HD: On the privacy question: Lorenzo was a private person as well. Doing the interview for the film was very difficult for him. As you hear in the film, after Monty died, there were rumors that he had something to do with his death. When he told us that story I kept the tears back because we were in the middle of an interview but I just imagined — I don’t imagine that this much, but if Robert passed and someone said that about me, I would be broken into a million more pieces. I know that this was a painful topic for Lorenzo and the fact that he gave us an interview is really loving and generous and special and a testament to [Robert]s relationship and your siblings. Lorenzo is family.

This film is a treasure trove of Clift memorabilia. There are so many never-before-seen photos and recordings and scripts. It seems so daunting but I’m so glad we now have so much of this out there in the world. But it made me wonder, was there one piece that made you go, Oh, I’m so happy someone saved this?

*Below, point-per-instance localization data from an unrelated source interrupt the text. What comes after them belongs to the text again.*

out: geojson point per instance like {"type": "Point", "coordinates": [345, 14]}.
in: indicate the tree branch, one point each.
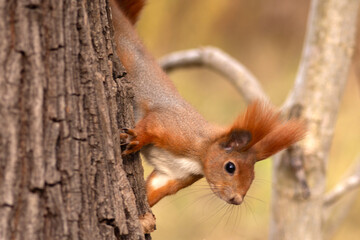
{"type": "Point", "coordinates": [341, 189]}
{"type": "Point", "coordinates": [217, 60]}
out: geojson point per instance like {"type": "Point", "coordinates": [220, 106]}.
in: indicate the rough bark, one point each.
{"type": "Point", "coordinates": [62, 101]}
{"type": "Point", "coordinates": [318, 89]}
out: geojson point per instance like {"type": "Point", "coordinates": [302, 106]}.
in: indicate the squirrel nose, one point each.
{"type": "Point", "coordinates": [236, 199]}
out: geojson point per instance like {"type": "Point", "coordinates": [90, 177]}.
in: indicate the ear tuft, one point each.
{"type": "Point", "coordinates": [259, 119]}
{"type": "Point", "coordinates": [280, 138]}
{"type": "Point", "coordinates": [236, 139]}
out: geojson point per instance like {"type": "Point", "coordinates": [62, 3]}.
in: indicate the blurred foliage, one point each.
{"type": "Point", "coordinates": [267, 37]}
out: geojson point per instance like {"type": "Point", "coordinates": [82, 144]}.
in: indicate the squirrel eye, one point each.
{"type": "Point", "coordinates": [230, 167]}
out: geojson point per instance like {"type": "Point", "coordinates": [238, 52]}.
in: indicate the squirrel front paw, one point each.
{"type": "Point", "coordinates": [148, 222]}
{"type": "Point", "coordinates": [129, 139]}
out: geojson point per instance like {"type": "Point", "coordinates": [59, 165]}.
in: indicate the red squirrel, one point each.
{"type": "Point", "coordinates": [173, 137]}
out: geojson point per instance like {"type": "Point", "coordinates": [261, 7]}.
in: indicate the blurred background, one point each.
{"type": "Point", "coordinates": [267, 37]}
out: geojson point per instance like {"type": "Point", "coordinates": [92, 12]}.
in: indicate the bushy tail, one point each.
{"type": "Point", "coordinates": [131, 8]}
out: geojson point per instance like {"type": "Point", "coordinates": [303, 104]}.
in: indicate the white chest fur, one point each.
{"type": "Point", "coordinates": [173, 166]}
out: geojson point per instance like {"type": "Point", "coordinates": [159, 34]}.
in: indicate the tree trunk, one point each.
{"type": "Point", "coordinates": [62, 101]}
{"type": "Point", "coordinates": [319, 86]}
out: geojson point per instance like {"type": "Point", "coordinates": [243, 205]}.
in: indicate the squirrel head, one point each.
{"type": "Point", "coordinates": [255, 135]}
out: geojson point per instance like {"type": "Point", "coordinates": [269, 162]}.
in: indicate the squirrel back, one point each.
{"type": "Point", "coordinates": [182, 146]}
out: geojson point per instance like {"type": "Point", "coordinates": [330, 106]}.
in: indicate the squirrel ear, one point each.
{"type": "Point", "coordinates": [236, 139]}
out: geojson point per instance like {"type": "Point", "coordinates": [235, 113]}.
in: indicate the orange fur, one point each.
{"type": "Point", "coordinates": [269, 133]}
{"type": "Point", "coordinates": [280, 137]}
{"type": "Point", "coordinates": [181, 144]}
{"type": "Point", "coordinates": [171, 187]}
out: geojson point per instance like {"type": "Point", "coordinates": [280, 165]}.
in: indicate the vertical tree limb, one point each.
{"type": "Point", "coordinates": [318, 89]}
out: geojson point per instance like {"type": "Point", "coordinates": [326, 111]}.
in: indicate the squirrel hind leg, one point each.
{"type": "Point", "coordinates": [133, 141]}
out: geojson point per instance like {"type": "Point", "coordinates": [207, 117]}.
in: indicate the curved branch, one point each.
{"type": "Point", "coordinates": [341, 189]}
{"type": "Point", "coordinates": [217, 60]}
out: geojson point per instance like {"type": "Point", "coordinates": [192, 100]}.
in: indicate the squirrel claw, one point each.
{"type": "Point", "coordinates": [129, 132]}
{"type": "Point", "coordinates": [131, 148]}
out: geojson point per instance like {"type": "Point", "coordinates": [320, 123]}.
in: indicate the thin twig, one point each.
{"type": "Point", "coordinates": [217, 60]}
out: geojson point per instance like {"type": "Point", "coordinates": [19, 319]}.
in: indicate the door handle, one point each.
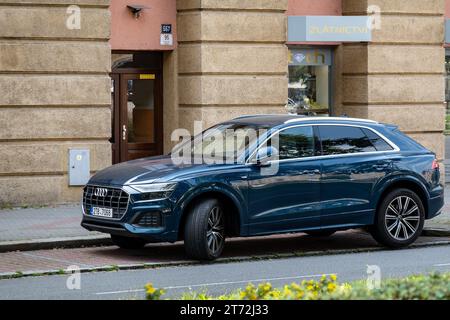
{"type": "Point", "coordinates": [380, 166]}
{"type": "Point", "coordinates": [124, 132]}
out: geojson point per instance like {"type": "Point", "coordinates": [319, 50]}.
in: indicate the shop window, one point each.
{"type": "Point", "coordinates": [309, 81]}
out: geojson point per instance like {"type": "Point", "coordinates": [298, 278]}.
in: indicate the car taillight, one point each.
{"type": "Point", "coordinates": [435, 165]}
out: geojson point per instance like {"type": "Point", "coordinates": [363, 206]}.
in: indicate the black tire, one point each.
{"type": "Point", "coordinates": [128, 242]}
{"type": "Point", "coordinates": [202, 239]}
{"type": "Point", "coordinates": [320, 233]}
{"type": "Point", "coordinates": [393, 219]}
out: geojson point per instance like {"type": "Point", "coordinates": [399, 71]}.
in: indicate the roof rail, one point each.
{"type": "Point", "coordinates": [253, 115]}
{"type": "Point", "coordinates": [330, 118]}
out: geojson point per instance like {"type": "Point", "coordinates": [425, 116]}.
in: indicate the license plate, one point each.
{"type": "Point", "coordinates": [101, 212]}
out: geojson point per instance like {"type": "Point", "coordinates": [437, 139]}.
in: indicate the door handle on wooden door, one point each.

RC: One is his, as a whole, all of the records that Monty kept that give you a sense of what he found important. Everything from datebooks and letters to the recordings he made to his scripts to his photographs. You get a sense of a person, of who they are, through this bulk of materials, through what they found important to emphasize or what they wanted to keep and what you see in the material. In all of them is how detail-oriented he was. I didn’t know that before working on this. Because, as you see in the film, I had kind of internalized a lot of the narratives [about Monty]. So to see how much he was working on his scripts and what an intelligent reader he was in terms of characterization — it wasn’t the Method that a lot of people associated with him. He was very deliberate and thoughtful in creating the parts. You see that all over his scripts.

What do you hope queer audiences take away from the film?

HD: I think that having Monty as a queer figure in American cinema is a great legacy to be able to look back on. We don’t have to feel sad for him, you know? He was a human being who had the full range of human experience. Some sadness. But also some joy. The joy got left out and it was really important to look back and see that people lived and they had joy and they made their work and they were important. I want that for people when they see Monty.

RC: That’s number one: to be able to approach him and his work in a different way. But there is this sense, when it comes to queer audiences, that Monty would maybe barely be remembered right now—

HD: Without this whole community of people!

RC: The most intelligent readers, for me, have always been the people who identified themselves as queer, those who read the books about Monty and noticed that there were holes and things that seemed weird and stereotyped.

HD: It’s also a thank you for caring and reading deeply. I do hope that people can feel some of that coming from the film. This is a chance to celebrate Monty and if everyone had forgotten—

There would be nothing to celebrate!

Making Montgomery Clift plays tonight at NewFest in New York City.